This post has been brewing for a while. The seeds were planted last month, but the material didn't reach a meaningful conclusion until yesterday. I'll try to make some sense here.
Back in the late 90s I began to carry a shoulder bag back and forth to work. This came about because I gradually felt the need to carry more and more items to work at my various positions. I began carrying a bagged lunch. Then I added a notebook, a cellphone, a handful of small tools and various odds and ends. There have been a number of these bags. I've had tote bags, a couple of satchels, and a succession of laptop bags that have rarely carried laptops.

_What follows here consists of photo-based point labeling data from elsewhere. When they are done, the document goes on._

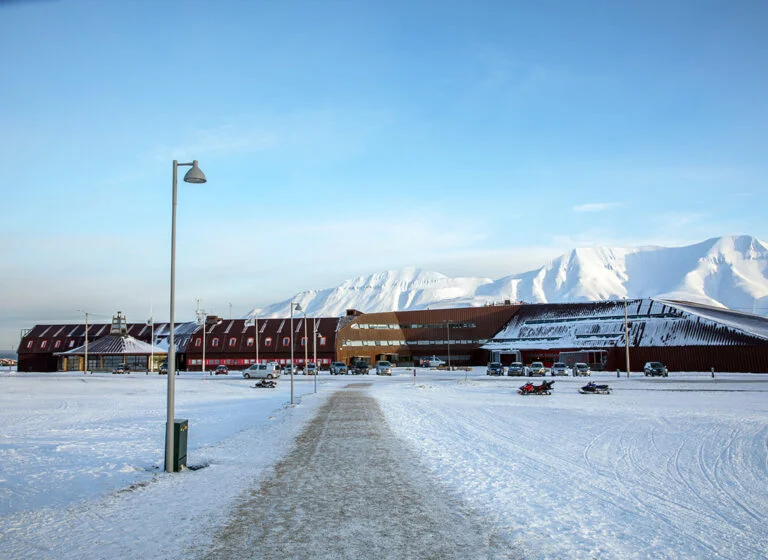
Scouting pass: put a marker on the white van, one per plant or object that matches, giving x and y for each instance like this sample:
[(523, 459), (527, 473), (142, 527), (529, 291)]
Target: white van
[(262, 371)]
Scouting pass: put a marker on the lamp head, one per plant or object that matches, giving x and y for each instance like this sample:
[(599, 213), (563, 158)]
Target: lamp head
[(195, 175)]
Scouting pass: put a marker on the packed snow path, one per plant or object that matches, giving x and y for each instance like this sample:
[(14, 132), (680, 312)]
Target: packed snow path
[(350, 489)]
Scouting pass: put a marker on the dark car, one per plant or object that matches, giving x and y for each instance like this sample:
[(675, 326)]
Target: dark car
[(338, 368), (655, 369), (495, 368)]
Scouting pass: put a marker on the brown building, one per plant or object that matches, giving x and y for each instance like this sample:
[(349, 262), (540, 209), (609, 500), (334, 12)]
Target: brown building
[(236, 342), (406, 337)]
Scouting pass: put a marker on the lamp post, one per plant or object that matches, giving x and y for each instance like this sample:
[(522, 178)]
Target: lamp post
[(85, 365), (626, 334), (306, 344), (315, 334), (297, 307), (194, 175), (448, 328)]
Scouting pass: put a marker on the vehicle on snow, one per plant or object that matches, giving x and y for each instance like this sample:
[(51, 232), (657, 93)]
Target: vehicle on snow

During the same period my working wardrobe began to evolve. I've mentioned before how limited my male wardrobe has become. At positions where uniforms weren't provided, I've worn my own clothes, usually a combination of male button-down shirts with female slacks. Most of those slacks have no pockets to speak of, so I'd gotten into the habit of carrying my wallet, phone, coins and anything else in the aforementioned bag. I've often jokingly referred to this bag as my "man purse". Sometimes this generates some ribbing, but it's all in fun, and I just smile my way through.
During the time I was out of work, my Green Dot card lapsed from non-use, and I've yet to sort out a new banking option since I started the new job. One week I cashed my paycheck, and the very next day someone went through my bag at work and stole the cash. No one understood why my wallet wasn't in my pants. No one questioned my gender, but I got a lot of funny looks. A couple of people asked me point-blank why I didn't carry my wallet in my pants. I just told them it was an old habit. That same day I received my new uniforms, including two pairs of khaki pants. Since that time, I've gone back to carrying my wallet in my pocket. No one has robbed me since, but what's the cost to my sense of self?
I've spent the last weeks plotting my return to the world en femme. You'll remember that I was planning to do so back in August, but the time got away from me. I had planned to go out for the Skeptics' event last weekend, but a series of mishaps caused me to miss my bus, and I wasn't able to secure another ride, so I didn't go out. There's a reception Friday night for a show opening at the FSU Museum that I'm planning to attend. The show is called "Cute and Creepy". Sounds like it's right up my alley, doesn't it?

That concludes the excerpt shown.